Some of you may remember that I posted about melanoma a couple of weeks ago. It is a disease that weighs heavily on my mind often. I have about on average one mole burned off or cut out of my skin every year. Recently, I just had my 25th mole removed. So far, I've been very lucky. All of my biopsies have come back completely normal.
My brother wasn't so lucky. When he was 27, he was diagnosed with stage three melanoma (there are only four stages). My family and I are very grateful that he was able to win his battle with skin cancer and is now a healthy 34 year old.
My brother and I both had tanned and burned a lot when we were younger, and each of us had one blistering burn before the age of 18. We didn't know at the time that even just one blistering burn as a child increases your chances of having melanoma as an adult by 50%.
In today's Houston Chronicle, I was dismayed to read an article about skin cancer and British women. It seems that melanoma is now the most common cancer in young British women. In England, the agency, Cancer Research United Kingdom, reports that melanoma has overtaken cervical cancer as the most common cancer afflicting women in their 20s.
The article goes on to say that these recent research results are particularly distressing, because rates of skin cancer are usually the highest in individuals over 75, not people in their 20s. Researchers there believe that melanoma will become the fourth most common cancer for both genders by the year 2024.
Not surprisingly, experts believe the rising trend in skin cancer cases is due to the use of tanning salons. And here is an amazing statistic that I didn't know: the intensity of UV rays in some tanning beds can be more than 10 times stronger than the midday sun. Scary.

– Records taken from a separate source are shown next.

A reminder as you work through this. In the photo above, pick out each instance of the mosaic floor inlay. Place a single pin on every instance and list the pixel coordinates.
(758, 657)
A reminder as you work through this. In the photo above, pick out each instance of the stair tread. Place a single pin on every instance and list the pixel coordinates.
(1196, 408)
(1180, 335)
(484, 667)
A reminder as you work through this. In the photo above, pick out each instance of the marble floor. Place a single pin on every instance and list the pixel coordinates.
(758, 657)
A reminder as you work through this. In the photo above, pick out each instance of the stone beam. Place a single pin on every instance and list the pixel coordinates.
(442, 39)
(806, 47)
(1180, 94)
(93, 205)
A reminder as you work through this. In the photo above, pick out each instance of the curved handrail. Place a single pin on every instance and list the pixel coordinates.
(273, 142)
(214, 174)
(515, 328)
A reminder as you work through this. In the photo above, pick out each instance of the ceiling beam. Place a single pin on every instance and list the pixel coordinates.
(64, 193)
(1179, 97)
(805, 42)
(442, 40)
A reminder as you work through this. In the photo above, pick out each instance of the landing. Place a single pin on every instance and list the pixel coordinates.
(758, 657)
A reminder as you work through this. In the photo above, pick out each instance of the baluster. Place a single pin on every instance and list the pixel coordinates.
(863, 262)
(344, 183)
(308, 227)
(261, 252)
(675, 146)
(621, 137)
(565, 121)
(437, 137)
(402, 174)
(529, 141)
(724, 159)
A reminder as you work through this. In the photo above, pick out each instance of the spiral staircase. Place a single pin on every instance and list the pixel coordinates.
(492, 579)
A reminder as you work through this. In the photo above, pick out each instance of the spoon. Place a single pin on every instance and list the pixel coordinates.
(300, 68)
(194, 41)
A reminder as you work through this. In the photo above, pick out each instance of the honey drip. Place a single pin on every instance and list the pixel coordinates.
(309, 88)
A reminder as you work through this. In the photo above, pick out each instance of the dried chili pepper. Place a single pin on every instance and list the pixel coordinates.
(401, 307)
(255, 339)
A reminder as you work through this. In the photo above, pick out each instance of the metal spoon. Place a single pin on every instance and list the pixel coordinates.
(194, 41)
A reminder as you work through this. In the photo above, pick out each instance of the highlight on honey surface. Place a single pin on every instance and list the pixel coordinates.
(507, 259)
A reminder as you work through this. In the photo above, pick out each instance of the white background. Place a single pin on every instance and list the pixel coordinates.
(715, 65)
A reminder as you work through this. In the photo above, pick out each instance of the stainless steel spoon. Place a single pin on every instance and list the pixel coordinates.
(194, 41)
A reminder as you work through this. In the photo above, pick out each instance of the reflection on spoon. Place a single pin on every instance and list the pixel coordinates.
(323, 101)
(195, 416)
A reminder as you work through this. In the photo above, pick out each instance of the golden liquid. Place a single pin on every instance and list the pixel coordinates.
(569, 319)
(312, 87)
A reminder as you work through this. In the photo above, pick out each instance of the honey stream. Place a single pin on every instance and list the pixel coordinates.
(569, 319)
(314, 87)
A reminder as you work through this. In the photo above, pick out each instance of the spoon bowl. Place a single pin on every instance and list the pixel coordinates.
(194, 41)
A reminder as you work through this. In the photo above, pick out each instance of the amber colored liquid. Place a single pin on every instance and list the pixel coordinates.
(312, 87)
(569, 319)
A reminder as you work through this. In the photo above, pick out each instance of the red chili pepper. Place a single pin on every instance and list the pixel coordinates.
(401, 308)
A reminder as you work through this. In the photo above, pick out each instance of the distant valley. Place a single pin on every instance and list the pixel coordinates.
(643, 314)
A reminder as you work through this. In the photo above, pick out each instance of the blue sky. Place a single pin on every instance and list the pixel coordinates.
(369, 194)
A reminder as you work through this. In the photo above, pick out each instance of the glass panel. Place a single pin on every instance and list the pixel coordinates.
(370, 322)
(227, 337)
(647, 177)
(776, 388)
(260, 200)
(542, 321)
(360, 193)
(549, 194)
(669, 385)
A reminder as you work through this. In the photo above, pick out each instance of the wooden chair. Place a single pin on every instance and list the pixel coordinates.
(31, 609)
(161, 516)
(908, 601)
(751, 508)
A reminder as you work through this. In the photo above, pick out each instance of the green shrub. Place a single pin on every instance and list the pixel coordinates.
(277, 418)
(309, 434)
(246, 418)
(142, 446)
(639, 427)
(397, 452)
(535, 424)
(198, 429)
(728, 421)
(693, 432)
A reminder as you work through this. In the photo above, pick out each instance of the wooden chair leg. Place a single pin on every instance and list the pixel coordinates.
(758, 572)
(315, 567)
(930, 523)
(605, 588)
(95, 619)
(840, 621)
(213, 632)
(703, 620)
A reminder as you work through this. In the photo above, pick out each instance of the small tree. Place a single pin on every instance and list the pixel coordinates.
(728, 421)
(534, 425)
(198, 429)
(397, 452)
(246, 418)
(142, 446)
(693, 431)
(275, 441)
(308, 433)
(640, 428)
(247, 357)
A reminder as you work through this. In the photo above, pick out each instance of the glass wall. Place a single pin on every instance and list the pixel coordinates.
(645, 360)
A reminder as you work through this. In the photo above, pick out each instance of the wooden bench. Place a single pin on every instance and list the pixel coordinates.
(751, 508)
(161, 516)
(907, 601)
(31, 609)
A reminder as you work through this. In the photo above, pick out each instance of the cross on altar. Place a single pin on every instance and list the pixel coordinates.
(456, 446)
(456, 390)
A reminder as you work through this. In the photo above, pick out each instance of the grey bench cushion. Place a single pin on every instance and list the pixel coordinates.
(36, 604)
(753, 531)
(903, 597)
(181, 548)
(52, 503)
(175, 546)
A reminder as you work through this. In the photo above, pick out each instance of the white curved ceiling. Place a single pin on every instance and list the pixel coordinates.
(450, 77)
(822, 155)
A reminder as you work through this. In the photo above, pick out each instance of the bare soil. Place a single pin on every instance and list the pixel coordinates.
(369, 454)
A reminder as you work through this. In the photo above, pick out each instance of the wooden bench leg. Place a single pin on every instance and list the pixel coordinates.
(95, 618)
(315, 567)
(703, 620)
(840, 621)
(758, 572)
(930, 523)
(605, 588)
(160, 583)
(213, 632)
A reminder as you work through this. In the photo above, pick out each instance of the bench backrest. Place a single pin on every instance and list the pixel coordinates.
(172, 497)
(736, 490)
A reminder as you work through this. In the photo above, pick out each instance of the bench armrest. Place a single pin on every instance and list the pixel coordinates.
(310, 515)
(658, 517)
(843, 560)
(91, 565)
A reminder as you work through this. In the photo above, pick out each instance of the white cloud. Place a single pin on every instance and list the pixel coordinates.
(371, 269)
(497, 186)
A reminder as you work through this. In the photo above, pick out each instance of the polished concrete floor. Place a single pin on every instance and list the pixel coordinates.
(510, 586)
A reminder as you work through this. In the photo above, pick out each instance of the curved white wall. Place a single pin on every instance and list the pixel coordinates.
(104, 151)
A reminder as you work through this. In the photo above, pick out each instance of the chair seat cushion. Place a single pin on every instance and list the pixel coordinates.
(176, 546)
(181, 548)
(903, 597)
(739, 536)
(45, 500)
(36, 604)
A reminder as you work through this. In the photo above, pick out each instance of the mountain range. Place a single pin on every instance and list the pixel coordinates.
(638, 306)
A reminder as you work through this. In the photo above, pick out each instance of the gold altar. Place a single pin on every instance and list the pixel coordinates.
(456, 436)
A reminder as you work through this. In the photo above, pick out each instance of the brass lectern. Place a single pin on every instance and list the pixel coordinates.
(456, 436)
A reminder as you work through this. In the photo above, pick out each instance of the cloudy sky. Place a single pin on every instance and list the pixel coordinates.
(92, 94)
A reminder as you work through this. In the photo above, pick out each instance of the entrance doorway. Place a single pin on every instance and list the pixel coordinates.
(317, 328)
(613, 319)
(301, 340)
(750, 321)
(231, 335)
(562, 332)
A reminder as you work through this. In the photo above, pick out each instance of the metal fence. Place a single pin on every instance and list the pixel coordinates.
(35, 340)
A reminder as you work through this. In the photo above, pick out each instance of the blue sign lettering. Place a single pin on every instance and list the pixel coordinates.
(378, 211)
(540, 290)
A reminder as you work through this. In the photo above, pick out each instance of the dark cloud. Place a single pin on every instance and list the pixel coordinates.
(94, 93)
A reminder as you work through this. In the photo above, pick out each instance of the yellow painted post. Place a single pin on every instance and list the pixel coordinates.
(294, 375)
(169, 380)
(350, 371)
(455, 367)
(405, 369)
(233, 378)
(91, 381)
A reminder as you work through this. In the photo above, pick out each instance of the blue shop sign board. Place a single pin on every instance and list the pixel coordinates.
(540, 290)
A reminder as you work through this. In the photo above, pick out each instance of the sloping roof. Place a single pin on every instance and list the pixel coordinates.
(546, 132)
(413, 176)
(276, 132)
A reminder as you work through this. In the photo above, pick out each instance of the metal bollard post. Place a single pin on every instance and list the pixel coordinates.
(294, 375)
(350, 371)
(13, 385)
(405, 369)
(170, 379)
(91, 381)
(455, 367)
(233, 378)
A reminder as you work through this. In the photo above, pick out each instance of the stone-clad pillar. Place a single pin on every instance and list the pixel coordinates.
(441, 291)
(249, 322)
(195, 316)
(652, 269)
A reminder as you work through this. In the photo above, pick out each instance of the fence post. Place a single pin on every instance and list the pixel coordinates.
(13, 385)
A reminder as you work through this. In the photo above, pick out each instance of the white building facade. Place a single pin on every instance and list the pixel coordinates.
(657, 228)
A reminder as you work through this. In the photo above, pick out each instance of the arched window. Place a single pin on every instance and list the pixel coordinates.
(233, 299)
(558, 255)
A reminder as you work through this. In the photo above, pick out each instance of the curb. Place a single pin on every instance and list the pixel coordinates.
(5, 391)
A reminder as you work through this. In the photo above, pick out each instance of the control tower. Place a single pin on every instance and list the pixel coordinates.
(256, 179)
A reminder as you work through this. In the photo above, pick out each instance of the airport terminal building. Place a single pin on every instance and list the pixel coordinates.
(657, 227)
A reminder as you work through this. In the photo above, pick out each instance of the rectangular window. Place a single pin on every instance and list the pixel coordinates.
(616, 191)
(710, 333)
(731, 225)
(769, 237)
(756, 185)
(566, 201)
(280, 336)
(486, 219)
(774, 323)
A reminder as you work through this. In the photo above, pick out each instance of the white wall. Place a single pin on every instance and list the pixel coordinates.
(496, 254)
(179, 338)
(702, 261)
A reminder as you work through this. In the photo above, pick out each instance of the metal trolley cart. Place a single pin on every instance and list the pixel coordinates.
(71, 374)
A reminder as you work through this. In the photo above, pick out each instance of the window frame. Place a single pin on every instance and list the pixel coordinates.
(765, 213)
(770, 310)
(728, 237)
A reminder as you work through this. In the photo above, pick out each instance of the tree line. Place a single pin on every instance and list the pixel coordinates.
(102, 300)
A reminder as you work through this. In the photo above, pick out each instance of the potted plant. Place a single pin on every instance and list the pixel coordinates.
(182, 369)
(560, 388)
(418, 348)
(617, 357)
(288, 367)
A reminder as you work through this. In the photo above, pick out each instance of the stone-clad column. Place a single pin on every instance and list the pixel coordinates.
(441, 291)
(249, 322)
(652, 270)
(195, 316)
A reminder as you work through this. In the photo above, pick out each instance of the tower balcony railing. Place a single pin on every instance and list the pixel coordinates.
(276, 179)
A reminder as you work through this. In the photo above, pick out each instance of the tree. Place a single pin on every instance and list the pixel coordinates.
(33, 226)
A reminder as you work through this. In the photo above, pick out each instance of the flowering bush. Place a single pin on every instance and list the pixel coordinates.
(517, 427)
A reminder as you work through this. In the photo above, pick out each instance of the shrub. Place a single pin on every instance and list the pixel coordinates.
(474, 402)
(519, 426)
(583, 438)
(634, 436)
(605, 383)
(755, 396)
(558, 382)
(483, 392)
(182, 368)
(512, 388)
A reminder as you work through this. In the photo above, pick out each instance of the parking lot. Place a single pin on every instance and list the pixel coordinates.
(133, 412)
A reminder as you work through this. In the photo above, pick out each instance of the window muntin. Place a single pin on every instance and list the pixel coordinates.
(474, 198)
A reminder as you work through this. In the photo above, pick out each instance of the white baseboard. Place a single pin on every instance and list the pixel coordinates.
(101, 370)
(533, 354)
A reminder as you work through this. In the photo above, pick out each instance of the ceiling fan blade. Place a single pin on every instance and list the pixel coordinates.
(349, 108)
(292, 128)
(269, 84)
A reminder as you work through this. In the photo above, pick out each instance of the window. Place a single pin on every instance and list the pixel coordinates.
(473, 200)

When I was in my late teens, I remember many of my friends and other girls I knew flocking to tanning salons. I went a few times myself but didn't go as frequently as many other girls my age; I just never had the patience to lie there in those beds; plus my tendency toward claustrophobia didn't help either. I also hated the thought of resting my skin in the same spot as countless other females did mostly naked. (I am an anti-germ weirdo!) I'm thankful now that I had such an aversion to tanning salons.
There are so many aspects of our health that we can control, but all too often we are too lazy or just irresponsible and don't take simple measures to ensure healthy aging. With what we've discovered about skin cancer over the last decade or so, we now know that there are a few simple measures to avoiding melanoma: avoid too much sun exposure (especially midday sun), use sunscreen with an SPF of at least 15, and stay away from tanning salons.